As a nonprofit, the Humanists of Florida Association sponsored the Miami workshop and a second event that a participant offered to host the following year at the University of Arizona to explore Risky Adolescent Behavior with a variety of evolutionary theorists. The proof of concept in Miami was deemed a well-founded success, and plans began for spinning off The Evolution Institute (EI) as an independent nonprofit.

EI’s Articles of Incorporation from 2010 state, “The Corporation is organized exclusively for such charitable, educational, literary, or scientific purposes” and “is specifically organized to develop a scientific institute, based on evolutionary theory and relevant to the public welfare that will educate the general public.” In October 2020, the board revisited EI’s mission and vision, and adopted as its mission:

Apply science-based solutions and use evidence-based best practices to solve today’s most pressing social issues to improve quality of life. With many of our proof-of-concept programs focused on marginalized neighborhoods in west Florida, our aim is to develop innovative yet practical approaches that are replicable, scalable, and adaptable to specific needs and opportunities of communities around the world to positively affect societal problems and serve the needs and aspirations of its members for the public benefit of all.

. . . Our vision is to apply research, knowledge, and expertise in order to elevate quality of life, advance social justice and human equality, and add value to issues affecting humanity for the benefit all people.
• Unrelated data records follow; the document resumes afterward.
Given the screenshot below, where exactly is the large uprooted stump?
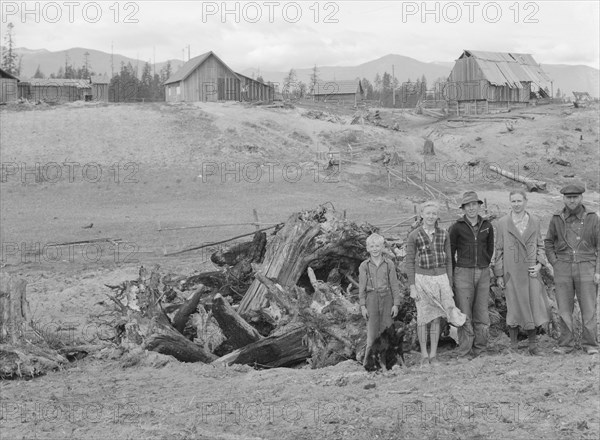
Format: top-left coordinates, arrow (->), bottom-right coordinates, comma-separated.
238,207 -> 373,317
0,276 -> 67,379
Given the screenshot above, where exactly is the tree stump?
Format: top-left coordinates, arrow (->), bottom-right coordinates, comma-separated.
423,139 -> 435,155
1,276 -> 29,344
238,207 -> 371,317
0,275 -> 67,379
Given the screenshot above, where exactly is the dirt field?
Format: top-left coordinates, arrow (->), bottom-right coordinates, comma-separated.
1,100 -> 599,440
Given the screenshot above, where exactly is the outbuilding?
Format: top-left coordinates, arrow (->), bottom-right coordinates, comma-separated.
312,79 -> 364,105
447,50 -> 552,114
164,51 -> 273,103
0,68 -> 19,103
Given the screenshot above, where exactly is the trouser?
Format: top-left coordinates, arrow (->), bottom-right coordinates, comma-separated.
453,267 -> 490,356
554,260 -> 598,350
363,290 -> 393,362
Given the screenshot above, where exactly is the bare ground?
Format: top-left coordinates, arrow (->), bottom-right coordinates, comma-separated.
1,100 -> 599,440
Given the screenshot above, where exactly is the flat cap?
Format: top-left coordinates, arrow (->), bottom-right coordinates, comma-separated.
560,183 -> 585,195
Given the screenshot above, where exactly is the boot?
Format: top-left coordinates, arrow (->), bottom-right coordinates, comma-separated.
528,330 -> 543,356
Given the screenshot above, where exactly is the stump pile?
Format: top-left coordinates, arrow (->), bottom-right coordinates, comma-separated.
104,205 -> 416,368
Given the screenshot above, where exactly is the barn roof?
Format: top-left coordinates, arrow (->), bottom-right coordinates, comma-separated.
164,51 -> 240,85
235,72 -> 274,88
24,78 -> 91,88
313,79 -> 362,95
90,74 -> 109,84
0,67 -> 19,81
459,50 -> 552,90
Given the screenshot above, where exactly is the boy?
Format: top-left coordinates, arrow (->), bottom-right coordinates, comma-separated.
449,191 -> 494,359
359,233 -> 401,364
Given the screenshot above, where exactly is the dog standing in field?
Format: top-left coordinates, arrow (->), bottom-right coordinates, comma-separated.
363,322 -> 405,372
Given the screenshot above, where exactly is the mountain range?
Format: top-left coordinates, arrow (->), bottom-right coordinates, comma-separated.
10,47 -> 600,98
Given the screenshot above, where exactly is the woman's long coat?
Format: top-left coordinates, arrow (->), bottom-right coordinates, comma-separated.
493,213 -> 550,330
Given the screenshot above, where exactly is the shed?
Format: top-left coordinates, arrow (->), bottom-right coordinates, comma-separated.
164,51 -> 272,103
236,72 -> 274,102
312,79 -> 364,105
20,78 -> 93,102
0,68 -> 19,103
90,74 -> 110,102
447,50 -> 552,114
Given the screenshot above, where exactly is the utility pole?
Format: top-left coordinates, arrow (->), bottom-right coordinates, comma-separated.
153,46 -> 156,76
187,45 -> 190,61
392,64 -> 395,107
110,41 -> 114,78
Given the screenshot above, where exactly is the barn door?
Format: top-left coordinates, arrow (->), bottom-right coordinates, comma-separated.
217,78 -> 225,101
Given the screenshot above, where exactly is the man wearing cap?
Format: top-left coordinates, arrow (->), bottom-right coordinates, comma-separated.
449,191 -> 495,359
545,183 -> 600,355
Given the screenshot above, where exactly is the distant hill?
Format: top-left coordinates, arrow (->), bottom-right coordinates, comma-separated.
242,54 -> 451,89
8,47 -> 599,97
10,47 -> 184,79
243,54 -> 599,98
540,64 -> 599,98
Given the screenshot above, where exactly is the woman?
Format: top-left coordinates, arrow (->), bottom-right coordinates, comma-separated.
493,190 -> 550,356
406,200 -> 458,366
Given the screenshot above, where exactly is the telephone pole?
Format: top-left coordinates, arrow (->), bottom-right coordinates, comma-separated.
392,65 -> 395,107
110,41 -> 114,78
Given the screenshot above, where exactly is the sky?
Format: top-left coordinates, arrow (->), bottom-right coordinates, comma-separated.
2,1 -> 599,71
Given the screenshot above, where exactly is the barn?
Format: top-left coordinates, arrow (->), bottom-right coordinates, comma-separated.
19,78 -> 93,103
447,50 -> 552,115
312,79 -> 364,105
90,74 -> 110,102
0,68 -> 19,103
164,51 -> 273,103
237,73 -> 274,102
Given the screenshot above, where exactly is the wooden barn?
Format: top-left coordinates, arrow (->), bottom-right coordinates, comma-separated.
90,74 -> 110,102
19,78 -> 92,102
447,50 -> 552,115
312,79 -> 364,105
0,68 -> 19,103
164,51 -> 273,103
237,73 -> 274,102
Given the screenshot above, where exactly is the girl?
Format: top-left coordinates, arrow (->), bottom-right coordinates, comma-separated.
406,201 -> 458,366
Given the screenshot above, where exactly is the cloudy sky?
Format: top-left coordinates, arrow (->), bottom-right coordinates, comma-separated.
4,1 -> 599,70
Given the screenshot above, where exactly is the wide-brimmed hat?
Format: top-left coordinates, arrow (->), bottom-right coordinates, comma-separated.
459,191 -> 484,208
447,306 -> 467,327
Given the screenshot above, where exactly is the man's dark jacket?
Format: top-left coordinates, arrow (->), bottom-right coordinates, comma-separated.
449,216 -> 494,269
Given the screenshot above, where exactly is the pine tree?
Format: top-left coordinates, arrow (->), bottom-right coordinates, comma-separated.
2,23 -> 18,75
283,68 -> 297,98
33,65 -> 44,78
309,64 -> 319,95
362,78 -> 373,99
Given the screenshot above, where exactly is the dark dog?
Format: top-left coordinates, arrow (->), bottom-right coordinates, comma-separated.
363,322 -> 405,372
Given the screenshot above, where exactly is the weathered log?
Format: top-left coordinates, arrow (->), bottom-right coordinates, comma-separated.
181,271 -> 227,290
252,271 -> 295,315
211,231 -> 267,266
211,323 -> 310,368
145,333 -> 216,363
211,293 -> 262,351
171,287 -> 204,334
488,165 -> 547,192
0,343 -> 67,379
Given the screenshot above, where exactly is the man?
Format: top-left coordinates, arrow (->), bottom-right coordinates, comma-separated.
544,183 -> 600,355
449,191 -> 495,359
We contend that it is helpful to provide context and details on what constitutes quality of life, as it is a central concept for EI’s entire work. We find the United Nations Human Development Index most helpful in this regard because there is broad international consensus regarding its validity as a metric to rate nations on how well they provide their populace a high quality of life. The metric, created to emphasize that people and their capabilities should be the ultimate criteria for assessing the development of a country, not economic growth alone, measures health, education, and standard of living. Consequently, the EI has chosen to maximize its knowledge of places in the world where people have the highest quality of life and intentionally has established direct contact and built sustainable, mutually beneficial relationships in those places.

The UN, in addition to developing the Human Development Index, has agreed upon a 2030 Agenda for Sustainable Development with a wide-ranging set of 17 Sustainable Development Goals (UN-DES, 2022). Among these are no poverty; good health and well-being; quality education; decent work and economic growth; and partnerships for the goals. The vision of the Sustainable Development framework is to encourage every country to assume responsibility for planning and providing better outcomes for future generations, resulting in maximizing social justice and creating a healthy environment and economic viability for the population of the globe. However, the Agenda for Sustainable Development and its goal in providing a framework do not offer a pathway, which is EI’s intent through its work locally that is informed by partnerships in Norway and the Basque region of Spain.